The following is from (informal) lecture notes of a course I taught on distributions. The calculation corresponds to the easy case $0<a<1$ which was left out from the OP's question.
I would try to adapt the proof below to see what happens for $1<a<2$.

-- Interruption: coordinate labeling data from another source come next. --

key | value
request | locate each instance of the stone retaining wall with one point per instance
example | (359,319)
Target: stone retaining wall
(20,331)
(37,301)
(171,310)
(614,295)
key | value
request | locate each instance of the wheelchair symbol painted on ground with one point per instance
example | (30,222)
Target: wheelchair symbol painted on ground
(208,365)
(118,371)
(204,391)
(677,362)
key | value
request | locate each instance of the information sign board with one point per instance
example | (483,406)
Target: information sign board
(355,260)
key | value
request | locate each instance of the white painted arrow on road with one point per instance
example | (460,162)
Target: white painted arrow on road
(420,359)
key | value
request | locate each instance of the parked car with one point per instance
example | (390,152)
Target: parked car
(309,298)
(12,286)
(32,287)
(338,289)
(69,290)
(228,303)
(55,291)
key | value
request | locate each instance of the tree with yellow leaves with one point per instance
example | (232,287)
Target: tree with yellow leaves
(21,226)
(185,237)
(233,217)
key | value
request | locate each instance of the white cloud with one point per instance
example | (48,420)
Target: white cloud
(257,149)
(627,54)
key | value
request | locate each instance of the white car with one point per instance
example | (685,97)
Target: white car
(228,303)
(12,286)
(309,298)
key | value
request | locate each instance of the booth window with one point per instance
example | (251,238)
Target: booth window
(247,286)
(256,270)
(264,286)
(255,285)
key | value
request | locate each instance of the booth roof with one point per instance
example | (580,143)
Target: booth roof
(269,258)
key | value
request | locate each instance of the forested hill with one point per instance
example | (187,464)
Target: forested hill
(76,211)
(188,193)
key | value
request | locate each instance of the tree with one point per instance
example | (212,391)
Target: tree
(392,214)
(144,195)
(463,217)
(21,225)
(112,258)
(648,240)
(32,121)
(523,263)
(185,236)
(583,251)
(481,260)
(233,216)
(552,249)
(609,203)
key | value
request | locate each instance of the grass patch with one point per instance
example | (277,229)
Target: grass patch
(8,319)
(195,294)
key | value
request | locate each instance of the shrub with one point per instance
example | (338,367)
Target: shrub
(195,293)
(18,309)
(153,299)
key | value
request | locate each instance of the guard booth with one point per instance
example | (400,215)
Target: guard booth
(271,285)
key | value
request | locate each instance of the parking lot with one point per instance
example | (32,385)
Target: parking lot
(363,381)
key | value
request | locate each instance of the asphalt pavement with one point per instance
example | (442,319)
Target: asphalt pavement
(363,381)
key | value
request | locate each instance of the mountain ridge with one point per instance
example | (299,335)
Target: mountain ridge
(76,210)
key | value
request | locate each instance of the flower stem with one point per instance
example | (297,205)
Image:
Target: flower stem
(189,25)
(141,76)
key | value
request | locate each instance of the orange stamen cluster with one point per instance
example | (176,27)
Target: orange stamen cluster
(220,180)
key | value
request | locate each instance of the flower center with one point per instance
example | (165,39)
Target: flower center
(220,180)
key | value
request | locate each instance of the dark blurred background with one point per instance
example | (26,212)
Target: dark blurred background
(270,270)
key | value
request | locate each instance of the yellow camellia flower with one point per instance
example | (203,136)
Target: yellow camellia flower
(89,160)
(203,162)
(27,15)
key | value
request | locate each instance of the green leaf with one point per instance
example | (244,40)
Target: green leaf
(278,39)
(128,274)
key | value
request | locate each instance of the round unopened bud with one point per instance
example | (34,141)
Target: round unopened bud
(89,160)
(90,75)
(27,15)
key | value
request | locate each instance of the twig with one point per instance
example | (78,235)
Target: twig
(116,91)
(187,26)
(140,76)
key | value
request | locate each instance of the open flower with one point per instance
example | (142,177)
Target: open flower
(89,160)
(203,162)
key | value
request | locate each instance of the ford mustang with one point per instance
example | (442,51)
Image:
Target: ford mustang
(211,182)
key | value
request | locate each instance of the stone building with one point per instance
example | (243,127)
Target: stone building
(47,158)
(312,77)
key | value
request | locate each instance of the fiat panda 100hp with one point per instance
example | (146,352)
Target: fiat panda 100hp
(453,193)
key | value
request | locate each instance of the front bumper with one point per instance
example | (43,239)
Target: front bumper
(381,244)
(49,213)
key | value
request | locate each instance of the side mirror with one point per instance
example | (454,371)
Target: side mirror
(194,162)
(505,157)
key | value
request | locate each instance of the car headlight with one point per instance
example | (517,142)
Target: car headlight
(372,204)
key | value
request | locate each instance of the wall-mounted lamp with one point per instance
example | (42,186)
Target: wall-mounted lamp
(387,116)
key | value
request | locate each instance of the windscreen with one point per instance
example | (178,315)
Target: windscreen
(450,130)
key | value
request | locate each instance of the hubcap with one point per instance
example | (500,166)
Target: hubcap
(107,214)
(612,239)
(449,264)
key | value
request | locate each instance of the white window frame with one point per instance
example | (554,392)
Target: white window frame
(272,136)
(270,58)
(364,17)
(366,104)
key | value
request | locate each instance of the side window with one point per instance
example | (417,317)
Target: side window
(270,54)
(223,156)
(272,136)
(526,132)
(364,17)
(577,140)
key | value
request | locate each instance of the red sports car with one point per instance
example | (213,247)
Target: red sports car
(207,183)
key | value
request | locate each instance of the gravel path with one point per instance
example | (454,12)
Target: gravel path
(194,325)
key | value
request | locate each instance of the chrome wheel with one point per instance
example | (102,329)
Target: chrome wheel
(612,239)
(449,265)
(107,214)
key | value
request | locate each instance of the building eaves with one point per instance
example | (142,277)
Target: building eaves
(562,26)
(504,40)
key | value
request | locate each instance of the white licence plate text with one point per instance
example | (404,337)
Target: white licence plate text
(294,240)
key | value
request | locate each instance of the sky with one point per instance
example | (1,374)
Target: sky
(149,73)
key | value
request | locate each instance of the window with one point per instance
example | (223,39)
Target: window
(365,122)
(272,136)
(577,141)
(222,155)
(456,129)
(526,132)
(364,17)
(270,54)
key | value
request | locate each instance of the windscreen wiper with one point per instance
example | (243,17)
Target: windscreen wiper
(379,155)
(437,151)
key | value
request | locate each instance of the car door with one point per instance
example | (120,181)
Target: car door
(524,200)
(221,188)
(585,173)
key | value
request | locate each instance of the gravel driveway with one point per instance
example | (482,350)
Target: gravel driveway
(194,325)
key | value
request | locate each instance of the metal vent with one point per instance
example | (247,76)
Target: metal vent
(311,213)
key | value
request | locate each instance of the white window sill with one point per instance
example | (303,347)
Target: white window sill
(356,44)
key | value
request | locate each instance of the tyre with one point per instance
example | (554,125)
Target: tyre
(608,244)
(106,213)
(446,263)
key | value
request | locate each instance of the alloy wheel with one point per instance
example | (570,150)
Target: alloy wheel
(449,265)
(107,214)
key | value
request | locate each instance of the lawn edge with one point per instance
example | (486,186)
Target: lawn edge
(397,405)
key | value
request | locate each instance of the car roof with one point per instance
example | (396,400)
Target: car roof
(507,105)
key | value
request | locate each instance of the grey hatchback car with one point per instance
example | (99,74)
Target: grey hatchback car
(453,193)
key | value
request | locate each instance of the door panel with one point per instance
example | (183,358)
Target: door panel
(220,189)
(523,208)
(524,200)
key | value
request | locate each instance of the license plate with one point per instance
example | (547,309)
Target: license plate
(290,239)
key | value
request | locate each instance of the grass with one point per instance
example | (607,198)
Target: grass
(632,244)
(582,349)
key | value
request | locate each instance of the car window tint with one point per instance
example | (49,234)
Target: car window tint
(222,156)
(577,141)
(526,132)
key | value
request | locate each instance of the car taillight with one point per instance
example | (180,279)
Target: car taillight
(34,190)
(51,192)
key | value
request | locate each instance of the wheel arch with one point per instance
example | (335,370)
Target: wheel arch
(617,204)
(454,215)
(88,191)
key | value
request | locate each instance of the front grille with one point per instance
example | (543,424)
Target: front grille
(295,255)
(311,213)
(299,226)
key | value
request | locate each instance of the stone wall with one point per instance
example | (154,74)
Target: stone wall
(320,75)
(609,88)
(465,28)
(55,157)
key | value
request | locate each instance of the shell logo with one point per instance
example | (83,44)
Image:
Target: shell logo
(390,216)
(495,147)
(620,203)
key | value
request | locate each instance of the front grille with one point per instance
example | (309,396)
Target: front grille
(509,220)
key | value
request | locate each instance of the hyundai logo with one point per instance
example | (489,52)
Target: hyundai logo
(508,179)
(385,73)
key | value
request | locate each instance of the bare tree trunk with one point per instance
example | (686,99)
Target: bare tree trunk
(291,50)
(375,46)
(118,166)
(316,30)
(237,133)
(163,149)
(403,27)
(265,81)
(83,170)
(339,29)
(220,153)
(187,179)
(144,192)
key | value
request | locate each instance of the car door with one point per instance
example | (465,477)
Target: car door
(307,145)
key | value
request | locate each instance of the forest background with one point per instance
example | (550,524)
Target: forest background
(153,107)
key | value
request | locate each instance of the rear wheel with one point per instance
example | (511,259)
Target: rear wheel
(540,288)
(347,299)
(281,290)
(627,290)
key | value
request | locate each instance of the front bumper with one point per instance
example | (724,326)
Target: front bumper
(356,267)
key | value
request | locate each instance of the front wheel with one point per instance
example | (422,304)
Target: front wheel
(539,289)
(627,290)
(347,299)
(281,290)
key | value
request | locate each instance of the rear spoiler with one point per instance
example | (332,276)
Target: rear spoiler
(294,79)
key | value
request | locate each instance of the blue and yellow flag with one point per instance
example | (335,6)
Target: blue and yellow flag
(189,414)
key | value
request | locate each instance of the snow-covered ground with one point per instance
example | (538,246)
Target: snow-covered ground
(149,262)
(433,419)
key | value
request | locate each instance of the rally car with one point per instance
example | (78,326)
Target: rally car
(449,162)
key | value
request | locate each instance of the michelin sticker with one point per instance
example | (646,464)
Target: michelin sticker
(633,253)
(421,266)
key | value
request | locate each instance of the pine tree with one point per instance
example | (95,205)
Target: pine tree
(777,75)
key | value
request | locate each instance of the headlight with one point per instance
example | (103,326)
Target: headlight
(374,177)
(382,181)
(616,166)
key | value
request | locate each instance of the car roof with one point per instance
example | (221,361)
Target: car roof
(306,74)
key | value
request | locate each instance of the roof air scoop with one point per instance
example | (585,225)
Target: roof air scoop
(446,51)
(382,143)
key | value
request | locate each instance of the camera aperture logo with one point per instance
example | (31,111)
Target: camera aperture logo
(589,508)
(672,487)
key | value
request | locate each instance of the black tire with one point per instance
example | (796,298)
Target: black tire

The notation below is as follows:
For a Schwartz function $f$ a multiindex $\beta$ and an integer $k\ge 0$, we use the seminorm $||f||_{\beta,k}=\sup_{x\in\mathbb{R}^d} \langle x\rangle^k |\partial^{\beta} f(x)|$. Here $\langle x\rangle=\sqrt{1+\sum_{1\le i\le d} x_i^2}$ is the so-called "Japanese bracket". The fourier transform is $\widehat{f}(\xi)=\mathcal{F}[f](\xi)=\int_{\mathbb{R}^d} e^{-i\xi x}f(x)\ d^dx$.
Example:
Let $0<\alpha <d$. Then
$``\displaystyle \int _{\mathbb{R}^d}e^{-i\xi x}\frac{1}{|x|^\alpha}\ d^d x=\frac{\Gamma(\frac{d-\alpha}{2})}{\Gamma(\frac{d}{2})}2^{d-\alpha} \pi^{\frac{d}{2}}\frac{1}{|\xi|^{d-\alpha}}"
$
Proof:
Note that L.H.S. does not make sense as Lebesgue integral as
$$
\int_{\mathbb{R}^d}|x|^{-\alpha} d^dx=\infty\ .
$$
But we will work in the language of distributions. Define
$\displaystyle \phi(x)=
\begin{cases}
\frac{1}{|x|^\alpha} & x\neq 0,\\
0 & x=0
\end{cases}$
Define the distribution associated to $\phi$, say $T$, i.e. given $f\in S'$, we have $\displaystyle \langle T,f \rangle =\int _{\mathbb{R}^d}\phi(x) \, f(x) \, d^dx$.
$$
\int |\phi f|=\int \frac{1}{|x|^\alpha}\frac{\langle x \rangle^{d+1}}{\langle x \rangle^{d+1}}|f(x)|d^dx\leq ||f||_{0,d+1}\int_{\mathbb{R}^d}\frac{d^dx}{|x|^\alpha \langle x \rangle^{d+1}}<\infty
$$
Thus $T$ is well-defined and continuous. So, $T\in S'$.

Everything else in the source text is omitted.